Derrière ce film se cache Aneesh Chaganty, si son nom ne vous dit rien, on lui doit un thriller high-tech (Searching - Portée disparue - 2018) parfaitement risible et oubliable. Avec Run (2020), inédit en salle, il ne fait guère mieux, puisque son thriller pseudo-horrifique ressemble ni plus, ni moins qu’à un téléfilm pour ménagère (le tensiomètre est à son plus bas niveau au point que ça va "vous en toucher une, sans faire bouger l’autre").
On peut néanmoins reconnaître que le réalisateur parvient à nous tenir en haleine pendant les 90 minutes que compte son film, avec un timing serré qui évite à l’intrigue de bêtement s’éterniser.

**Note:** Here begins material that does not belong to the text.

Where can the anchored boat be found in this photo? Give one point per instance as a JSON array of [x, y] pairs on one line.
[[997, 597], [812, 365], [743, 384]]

On échappe aussi aux jump scares habituels du genre, mais le scénario rocambolesque n’est jamais avare en séquences ridicules
(l’appel téléphonique au hasard où un bon samaritain accepte de faire une recherche Google, le "jeu" à la pharmacie, le fer à souder pour briser la fenêtre, la seringue avec le diluant à peinture dans le but de lui faire perdre la mémoire, …)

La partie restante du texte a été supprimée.